ColumnRef uses a fields array that can contain String nodes for names and A_Star for *:
// SELECT id
{ ColumnRef: { fields: [{ String: { sval: "id" } }] } }
// SELECT users.id
{ ColumnRef: { fields: [{ String: { sval: "users" } }, { String: { sval: "id" } }] } }
// SELECT *
{ ColumnRef: { fields: [{ A_Star: {} }] } }
// SELECT users.*
{ ColumnRef: { fields: [{ String: { sval: "users" } }, { A_Star: {} }] } }Here's what SELECT u.id, count(*) FROM users u WHERE u.active = true GROUP BY u.id looks like (some fields like location and scalar defaults omitted for clarity):
{
version: 170004,
stmts: [{
stmt: {
SelectStmt: { // Statement type
targetList: [
{
ResTarget: { // First SELECT item
val: {
ColumnRef: { // u.id
fields: [
{ String: { sval: "u" } },
{ String: { sval: "id" } }
]
}
}
}
},
{
ResTarget: { // Second SELECT item
val: {
FuncCall: { // count(*)
funcname: [{ String: { sval: "count" } }],
agg_star: true,
funcformat: "COERCE_EXPLICIT_CALL"
}
}
}
}
],
fromClause: [
{
RangeVar: { // FROM users u
relname: "users",
inh: true,
relpersistence: "p",
alias: { aliasname: "u" }
}
}
],
whereClause: {
A_Expr: { // WHERE u.active = true
kind: "AEXPR_OP",
name: [{ String: { sval: "=" } }],
lexpr: {
ColumnRef: {
fields: [
{ String: { sval: "u" } },
{ String: { sval: "active" } }
]
}
},
rexpr: {
A_Const: { boolval: { boolval: true } }
}
}
},
groupClause: [
{
ColumnRef: { // GROUP BY u.id
fields: [
{ String: { sval: "u" } },
{ String: { sval: "id" } }
]
}
}
],
limitOption: "LIMIT_OPTION_DEFAULT",
op: "SETOP_NONE"
}
}
}]
}pg-parser ships generated TypeScript types for every node in the AST. These are produced using pg-proto-parser, which reads libpg_query's protobuf schema and generates type-safe interfaces for each AST node. The types are version-specific - each supported Postgres version (15, 16, 17) has its own set of type definitions, since node fields can change between Postgres releases.

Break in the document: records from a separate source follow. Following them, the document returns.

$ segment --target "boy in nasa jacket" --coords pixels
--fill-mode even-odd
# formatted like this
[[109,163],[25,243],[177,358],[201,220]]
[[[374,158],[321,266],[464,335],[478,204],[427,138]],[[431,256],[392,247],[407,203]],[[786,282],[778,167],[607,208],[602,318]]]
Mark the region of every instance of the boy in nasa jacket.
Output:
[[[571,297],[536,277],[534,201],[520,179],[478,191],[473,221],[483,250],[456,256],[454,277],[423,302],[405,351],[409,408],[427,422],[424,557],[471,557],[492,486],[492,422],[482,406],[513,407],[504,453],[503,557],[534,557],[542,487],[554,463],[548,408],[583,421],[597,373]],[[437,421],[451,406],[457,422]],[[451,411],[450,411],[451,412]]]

When you construct a PgParser with a known version, all return types are automatically narrowed:
const parser = new PgParser({ version: 17 });
const tree = await unwrapParseResult(parser.parse(sql));
// tree is ParseResult<17>The Node type is a union of all possible wrapped node types:
type Node =
| { SelectStmt: SelectStmt }
| { InsertStmt: InsertStmt }
| { A_Expr: A_Expr }
| { ColumnRef: ColumnRef }
// ... ~260 more variantsAll node fields are optional in the types (reflecting protobuf 3 semantics where any field can be absent). Use optional chaining or the assertDefined() utility when traversing.
For the full list of node types and their fields, see the generated type definitions or refer to the protobuf schema.